No PNT, a justificativa para a pretensão da meta 3 [aumentar para 250 milhões o número de viagens domésticas realizadas até 2016] é caracterizada pelo avanço da infraestrutura turística [mesmo que de maneira não delimitada pelo estudo] decorrente, principalmente, dos megaeventos esportivos, aliados à equanimidade distributiva e à gestão descentralizada. No Gráfico 4, verifica-se a estimativa prevista para o número de viagens.

Estimativa das viagens domésticas realizadas em milhões
Gráfico 4
Estimativa das viagens domésticas realizadas em milhões
Brasil (2013, p. 75)

A meta de 250 milhões de viagens domésticas [Gráfico 5] não foi alcançada, apesar do aumento de 4,7% em relação ao ano anterior, conforme o monitoramento do PNT pelo próprio Ministério do Turismo. Estranha-se o fato de não haver atualizações disponíveis, dos últimos dados, para consulta. No site da Associação Brasileira de Empresas Aéreas [ABEAR] divulga-se mensalmente a porcentagem da demanda nacional, o que dificultou a compilação dos dados. Verifica-se que, no ano de 2015, o setor aéreo teve um crescimento de 0,8% [[i]] em relação ao ano anterior, o qual se manteve estagnado. Ao analisar os dados de 2016, o setor apresenta recuo de 5,47% [[ii]] comparado a 2015, com sete milhões de passageiros a menos que em 2013.

Viagens domésticas realizadas – Meta x Apurado Monitoramento PNT
Gráfico 5
Viagens domésticas realizadas – Meta x Apurado Monitoramento PNT
Brasil (2017a) – Monitoramento PNT.

Novamente, a meta não foi alcançada, pois mesmo com algum aumento, o número de viagens domésticas foi aquém do estimado. Uma das justificativas dos gestores para esse aumento é o avanço da infraestrutura [na área de transportes, especialmente, o aéreo], que seria um dos principais de legados dos megaeventos. A expectativa é que se efetive o momentum legado, conforme definido por Macrury (2008), com a continuidade das ações para superação das fraquezas e conquistas de vantagens e benefícios. Em um país de dimensões continentais, em que se esperava que os megaeventos esportivos gerassem benefícios para várias cidades-sede (ainda que os Jogos Olímpicos 2016 se concentrassem no Rio de Janeiro), torna-se ainda mais complexo executar metas sem o pleno engajamento das instâncias estaduais e municipais.

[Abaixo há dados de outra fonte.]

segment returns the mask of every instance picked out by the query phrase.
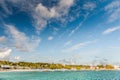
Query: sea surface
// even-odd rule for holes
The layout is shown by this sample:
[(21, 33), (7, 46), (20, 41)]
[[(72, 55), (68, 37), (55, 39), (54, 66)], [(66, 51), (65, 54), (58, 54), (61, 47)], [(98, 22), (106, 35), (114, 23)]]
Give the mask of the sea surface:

Todo o processo de planejamento, gestão e controle deve envolver os responsáveis pelas políticas públicas, que são a base da qualificação dos projetos e se fundamentam nas realidades socioeconômicas dos destinos turísticos, de acordo com as reflexões de Rodrigues (2013).

Ocupações formais até 2016 - Referente à Meta 5 [aumentar para 3,6 milhões as ocupações formais no setor de turismo até 2016], previa-se que o desenvolvimento do turismo seria “um dos maiores legados dos megaeventos com o impulso nas atividades econômicas, com aproximadamente 800 mil pessoas ocupadas até 2016, elevando a ocupação de 2,78 milhões para 3,59 milhões, com crescimento anual de 6,64%” (Brasil, 2013, p.77). A estimativa de empregos, em milhões, é apresentada no gráfico 6 a seguir.

Estimativa de Empregos Formais no Turismo em milhões
Gráfico 6
Estimativa de Empregos Formais no Turismo em milhões
Brasil (2013, p.77)

No site de monitoramento das metas estabelecidas pelo PNT, conforme o Gráfico 7, apresentam-se dados extraídos de duas diferentes bases de dados - Relação Anual de Informações Sociais [RAIS] e Cadastro Geral de Empregados e Desempregados [CAGED] -, que difere das bases de dados utilizadas no Gráfico 6, presente no PNT [Ministério do Turismo e Fundação Instituto de Pesquisas Econômicas]. Destaca-se que a falta de padronização nas bases dificultou a análise comparativa dos dados obtidos.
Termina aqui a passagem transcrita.